I think you people are reading way too much into the supercharging thing.
A perceived bait-and-switch dishonesty would be far worse than having said nothing at all.
Supercharging is a feature that gives Tesla a competitive advantage and exists for them to sell more cars. The cost is a pittance if it sells more cars. Charging for it would be stupid - being dishonest (or coy, or whatever you want to call it) about charging people for it would be stupider.
Unfortunately, the problem of local users using SuperChargers is real, and Tesla is wise to allow themselves the room to disallow local charging. I have been advocating that they do the following three things:
1. Decide to stop giving away local charging, and perhaps all free charging. (Because Tesla already committed to free supercharging for Model S & X, I said they should start #1 charging for Supercharger access with the Model 3. I'm glad they are.)
2. Make plain distance-based policies regarding #1 that everyone can understand.

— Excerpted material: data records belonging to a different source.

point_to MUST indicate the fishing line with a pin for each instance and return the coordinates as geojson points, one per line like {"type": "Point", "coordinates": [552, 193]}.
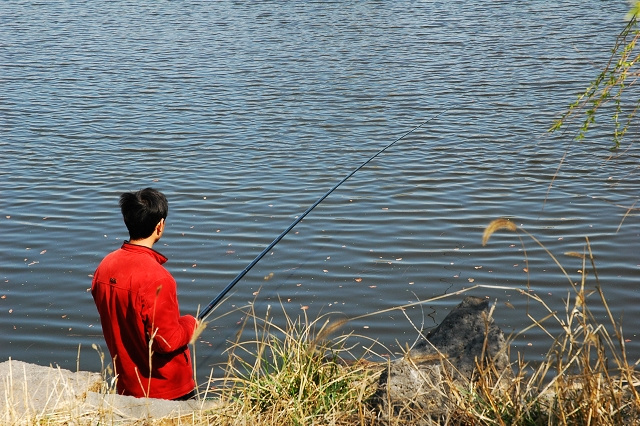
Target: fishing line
{"type": "Point", "coordinates": [205, 312]}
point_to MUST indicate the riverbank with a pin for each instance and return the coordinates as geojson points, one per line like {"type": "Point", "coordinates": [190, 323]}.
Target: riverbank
{"type": "Point", "coordinates": [35, 394]}
{"type": "Point", "coordinates": [298, 375]}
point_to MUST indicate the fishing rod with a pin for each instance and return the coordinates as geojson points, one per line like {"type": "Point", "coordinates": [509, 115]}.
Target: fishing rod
{"type": "Point", "coordinates": [205, 312]}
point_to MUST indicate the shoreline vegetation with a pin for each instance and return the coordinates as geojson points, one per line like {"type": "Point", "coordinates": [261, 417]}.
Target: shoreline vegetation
{"type": "Point", "coordinates": [310, 372]}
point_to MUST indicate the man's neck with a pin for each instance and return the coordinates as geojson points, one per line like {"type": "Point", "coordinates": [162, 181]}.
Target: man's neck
{"type": "Point", "coordinates": [145, 242]}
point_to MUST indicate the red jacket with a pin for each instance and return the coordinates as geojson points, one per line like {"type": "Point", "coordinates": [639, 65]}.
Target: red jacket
{"type": "Point", "coordinates": [137, 302]}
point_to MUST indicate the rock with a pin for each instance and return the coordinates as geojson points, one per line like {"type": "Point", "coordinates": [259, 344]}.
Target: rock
{"type": "Point", "coordinates": [418, 385]}
{"type": "Point", "coordinates": [30, 390]}
{"type": "Point", "coordinates": [33, 394]}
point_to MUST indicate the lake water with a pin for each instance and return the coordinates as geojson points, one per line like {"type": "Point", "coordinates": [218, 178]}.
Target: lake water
{"type": "Point", "coordinates": [245, 113]}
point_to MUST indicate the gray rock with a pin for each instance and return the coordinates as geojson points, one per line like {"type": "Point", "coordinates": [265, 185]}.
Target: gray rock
{"type": "Point", "coordinates": [418, 385]}
{"type": "Point", "coordinates": [34, 394]}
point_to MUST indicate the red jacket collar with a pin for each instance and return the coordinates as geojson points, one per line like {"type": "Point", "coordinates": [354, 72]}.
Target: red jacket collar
{"type": "Point", "coordinates": [160, 258]}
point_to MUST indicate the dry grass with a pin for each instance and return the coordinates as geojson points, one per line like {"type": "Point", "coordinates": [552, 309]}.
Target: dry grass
{"type": "Point", "coordinates": [305, 372]}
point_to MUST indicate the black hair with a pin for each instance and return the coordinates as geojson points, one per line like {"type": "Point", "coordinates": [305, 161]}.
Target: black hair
{"type": "Point", "coordinates": [142, 210]}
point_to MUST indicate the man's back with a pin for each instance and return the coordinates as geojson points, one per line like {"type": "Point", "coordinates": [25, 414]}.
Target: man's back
{"type": "Point", "coordinates": [137, 302]}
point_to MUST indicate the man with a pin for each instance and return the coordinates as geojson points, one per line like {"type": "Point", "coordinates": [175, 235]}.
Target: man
{"type": "Point", "coordinates": [138, 306]}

3. Make this all very public.
For now, we get this (probably false) impression that Tesla is walking in the dark on this one into a situation where there will be common knife fights at SuperChargers in ten years due to all the competing locals who want free juice.

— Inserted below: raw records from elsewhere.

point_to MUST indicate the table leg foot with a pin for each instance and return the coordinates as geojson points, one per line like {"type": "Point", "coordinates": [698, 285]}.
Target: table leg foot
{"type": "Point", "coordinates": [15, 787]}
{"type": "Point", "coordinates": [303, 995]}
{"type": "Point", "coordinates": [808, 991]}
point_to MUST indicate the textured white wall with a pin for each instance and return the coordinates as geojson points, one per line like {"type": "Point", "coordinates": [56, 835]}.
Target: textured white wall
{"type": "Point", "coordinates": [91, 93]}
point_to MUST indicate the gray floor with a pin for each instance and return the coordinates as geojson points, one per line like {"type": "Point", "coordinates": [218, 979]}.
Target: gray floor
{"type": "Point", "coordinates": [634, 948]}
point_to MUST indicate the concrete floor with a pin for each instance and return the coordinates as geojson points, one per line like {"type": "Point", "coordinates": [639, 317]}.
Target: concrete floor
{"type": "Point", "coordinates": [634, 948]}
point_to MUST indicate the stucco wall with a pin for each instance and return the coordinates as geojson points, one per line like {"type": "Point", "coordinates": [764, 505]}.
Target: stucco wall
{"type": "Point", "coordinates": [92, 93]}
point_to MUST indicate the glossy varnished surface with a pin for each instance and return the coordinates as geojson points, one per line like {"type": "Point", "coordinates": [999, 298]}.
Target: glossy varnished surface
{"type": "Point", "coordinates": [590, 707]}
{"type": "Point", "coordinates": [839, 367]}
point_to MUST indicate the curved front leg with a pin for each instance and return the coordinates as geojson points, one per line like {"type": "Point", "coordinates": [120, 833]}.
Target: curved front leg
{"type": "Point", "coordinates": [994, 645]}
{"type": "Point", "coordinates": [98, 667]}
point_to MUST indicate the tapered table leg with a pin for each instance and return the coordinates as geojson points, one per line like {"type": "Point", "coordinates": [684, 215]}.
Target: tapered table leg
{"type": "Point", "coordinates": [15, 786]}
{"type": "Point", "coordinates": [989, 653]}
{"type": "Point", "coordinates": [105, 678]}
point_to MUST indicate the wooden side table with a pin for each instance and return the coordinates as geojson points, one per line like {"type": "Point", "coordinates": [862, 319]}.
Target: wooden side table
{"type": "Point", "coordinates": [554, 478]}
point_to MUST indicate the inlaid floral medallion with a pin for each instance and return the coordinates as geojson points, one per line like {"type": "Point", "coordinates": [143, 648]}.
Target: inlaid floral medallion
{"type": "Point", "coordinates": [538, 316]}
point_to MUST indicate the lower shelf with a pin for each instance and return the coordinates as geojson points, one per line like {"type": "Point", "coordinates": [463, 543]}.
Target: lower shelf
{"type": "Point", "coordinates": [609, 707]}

If Tesla always say they can do usage charges for SuperChargers for all Model 3's, then that would give them much more leniency to be able to charge a usage charge of "not very much" for long distance travel vs. "a lot" for local travel, to subsidize the case where electric vehicles are at a disadvantage, but not the case where people could charge at home. So, charge users the same amount they would pay at home for local charging + a convenience fee of not installing your local apartment or home charger, and have a discount for anyone who has GPS of going X distance per day, so that long trips will not be penalized for not being gas guzzlers.
They can also charge for time of use; when the solar panels are going strong and there's no Supercharger slot congestion, the cost can be very low. This would encourage local users who want low cost electricity to come during sunlight hours when there aren't many users. Their wife could swap cars with their husband every day and during errands when it is off-peak (mid-day highest solar power) park the Model 3 at a SuperCharger and do some shopping and come back when it's full, and the next day do the other car like that. When the batteries and electric grid are doing most of the heavy lifting (such as nighttime) and/or the SuperCharger is very congested, prices can go up to what you would pay at home.